“Less than dust” or “bui doi” is the derogatory phrase used to characterize children born of American troops with Vietnamese women as a result of the Johnson-Nixon War in Vietnam. So, the film “The Beautiful Country” (2004), directed by Norwegian Hans Petrer Moland and written by Sabina Murray and Lingard Jervey, tells the story of onesuch emigrant from Vietnam to the U.S. in 1990, in search of his father. The title refers to the perspective of the hero Binh (Damien Nguyen) who belongs to both countries and therefore to neither.
The film covers a lot of narrative in 125 minutes and moves quickly. Binh leaves the Communist countryside for Saigon and meets his mother and half-brother. The mother gets fired and they both work as domestics, before a bizarre accident forces them to flee. They wind up in a refugee camp in Malaysia and then to America on an underground boat-runninh operations. They experience being on half rations to stay alive.
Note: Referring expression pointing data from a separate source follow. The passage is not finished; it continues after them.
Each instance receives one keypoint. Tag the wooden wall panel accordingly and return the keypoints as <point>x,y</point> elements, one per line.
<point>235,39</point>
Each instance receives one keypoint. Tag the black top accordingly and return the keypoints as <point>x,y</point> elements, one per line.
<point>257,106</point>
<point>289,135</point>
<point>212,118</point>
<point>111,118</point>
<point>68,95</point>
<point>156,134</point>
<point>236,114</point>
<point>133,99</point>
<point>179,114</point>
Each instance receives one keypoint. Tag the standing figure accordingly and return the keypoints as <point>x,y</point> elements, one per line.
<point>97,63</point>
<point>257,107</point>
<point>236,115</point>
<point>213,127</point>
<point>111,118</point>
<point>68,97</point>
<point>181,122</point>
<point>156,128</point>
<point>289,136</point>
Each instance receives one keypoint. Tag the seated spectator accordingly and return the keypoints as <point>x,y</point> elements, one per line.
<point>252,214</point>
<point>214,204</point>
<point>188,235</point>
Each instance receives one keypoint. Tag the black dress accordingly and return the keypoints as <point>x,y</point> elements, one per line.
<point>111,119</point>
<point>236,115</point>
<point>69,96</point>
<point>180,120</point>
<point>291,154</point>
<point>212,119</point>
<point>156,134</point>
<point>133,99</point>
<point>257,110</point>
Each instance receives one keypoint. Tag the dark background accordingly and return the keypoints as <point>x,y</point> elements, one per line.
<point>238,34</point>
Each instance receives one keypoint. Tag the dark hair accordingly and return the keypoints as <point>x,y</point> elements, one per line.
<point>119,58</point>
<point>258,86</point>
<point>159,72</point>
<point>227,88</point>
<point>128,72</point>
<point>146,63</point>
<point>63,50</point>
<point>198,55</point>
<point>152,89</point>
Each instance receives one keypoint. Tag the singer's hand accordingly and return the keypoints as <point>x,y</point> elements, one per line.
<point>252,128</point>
Once in New York, Binh experiences slave-like conditions, with his mother’s marriage certificate as the only possible clue to finding his dad. He finds out in an offhand poker game that he is entitled to American citizenship and could have been entitled for free legal airline passage to the US as a compensation to the Vienamese people after the war. He eventually tracks down the ex-wife of his father in Houston, and then his blind dad in the ranch country around Sweetwater, TX.
As with the Mariel boatlift from Cuba and certain Soviet Jews, Vietnamese refugees have some legal advantages not possible today with refugees from Syria or other parts of the world. Still, the film fits in to a moral discussion of the obligations that well-off Americans might have to people in other parts of the world.
Nick Nolte plays the ranch owner, and Tim Roth plays the unscrupulous boat captain.
The DVD contains a 20-minute interview with the lead writer (Murray), who says she has written novels and is a researcher (living in Austin TX) but had never written a screenplay before; she was raised in Asia and was approached because of her professional background in the subject matter.
The film was distributed by Sony Pictures Classics. It can be rented on DVD from Netflix or from YouTube for $2.99.